Der Umgang mit anhaltend herrschenden Spannungen ist jedoch grundlegend unterschiedlich. In Belgien wurde das Rezept für den Erhalt eines gemeinsamen Staates recht früh erkannt und angewandt. Die Verfassungsreformen trugen immer wieder zu einer weiteren Dezentralisierung der gesamtstaatlichen Organisation bei und dadurch verlängerten bis dato ihren Erhalt. Dieses Phänomen ist begründet in einer konsequenten Anerkennung und Ausübung der demokratischen Regeln, was den belgischen Kompromiss ermöglichte. Als bestes Beispiel dafür ist für uns die Bereitschaft der Wallonen, sich der Bildung einer Deutschen Region nicht zu widersetzen. Pures Gegenteil bei uns in BiH: Die Bosniaken haben unmissverständlich gesagt, sie werden einer kroatischen Region NIE zustimmen! Voilà!
Man stelle sich einmal vor, die Wallonen würden die deutsche Forderung nach eigener Region von vorneherein als "schlimmsten Separatismus" verurteilen und dazu mit dem Argument, dies würde die Einheit des Landes gefährden!
Ganz anders in BiH! Nachdem die Region "Republika Srpska" aufgrund von Daytoner Friedensabkommen (1995) in der Zeit danach praktisch als (Bundes)Staat der Serben in BiH "zementiert" worden ist, bleibt noch der "Sprachenstreit" lediglich zwischen Bosniaken und Kroaten in der Region "Föderation von BiH" ungelöst.
Gerade dort wollen die zahlenmäßig viel stärkeren Bosniaken, nachdem ihnen der Versuch der Zentralisierung des Gesamtstaates einschließlich der Republika Srpska – trotz massiver Beihilfe der Internationalen Gemeinschaft – definitiv misslungen ist, nunmehr diese Region zentralisieren und die zahlenmäßig kleinere Kroatische Gemeinschaft unter ihre Vorherrschaft stellen.
Zur Erläuterung mögen zwei Beispiele dienen.
Die bloße Forderung der Kroaten nach einem TV- und Radiokanal in ihrer Sprache erklärten die Bosniaken ihren "nationalen Interessen" zuwider und schmetterten sie mit diesem parlamentarischen Instrument nieder.
Man stelle sich vor, die stärkste wallonische Partei, noch dazu sozialdemokratisch, würde in "ihrer Region", d.h. wo sie wegen ihrer zahlenmäßigen Stärke herrschen wollten, der Deutschen Gemeinschaft den öffentlich-rechtlichen Radio- und TV-Kanal verweigern und ihnen sogar den Ministerpräsidenten bestimmen und aufdrücken.

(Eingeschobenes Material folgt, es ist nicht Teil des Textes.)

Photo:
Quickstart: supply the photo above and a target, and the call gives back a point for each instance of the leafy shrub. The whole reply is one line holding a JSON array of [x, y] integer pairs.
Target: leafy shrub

Nicht weniger schlimm und moralisch verwerflich: Die bosniakischen "Sozialdemokraten" - die Erbin der jugoslawischen Kommunisten und eine in der Praxis nationalistische bosniakische Partei unter Führung des Zlatko Lagumdzija - kandidieren einen Kroaten als kroatisches Mitglied für das dreiköpfige Präsidium des Landes. Natürlich unter unverschämter Ausnutzung des Umstands, dass die Bosniaken genügend Stimmen haben, um Kroaten überstimmen zu können und dadurch zwei bosniakische Vertreter ins Präsidium zu wählen. Dieses ist zwar "legal", d.h. dem geltenden Wahlgesetz nicht zuwider. Jedoch muss gesagt werden, dass dieses Gesetz durch eine oktroyierte Änderung der betreffenden gesetzlichen Bestimmungen seitens des OHR (Wolfgang Petrich) möglich ist.
So wird Željko Komšić bereits zum zweiten Mal nachweislich mit Stimmen der Bosniaken als "kroatisches" Präsidiumsmitglied in das Präsidium gewählt. Als "Angehöriger" der kroatischen Gemeinschaft, jedoch nicht als ihr gewählter "Vertreter" ist er keineswegs ein legitimes Präsidiumsmitglied. Somit haben die Bosniaken im Präsidium des Landes zwei von ihnen gewählte Vertreter. Eine zum Himmel schreiende Ungerechtigkeit, die durch List und Trick gerade der bosniakischen "Sozialdemokraten" bereits zweimal möglich wurde.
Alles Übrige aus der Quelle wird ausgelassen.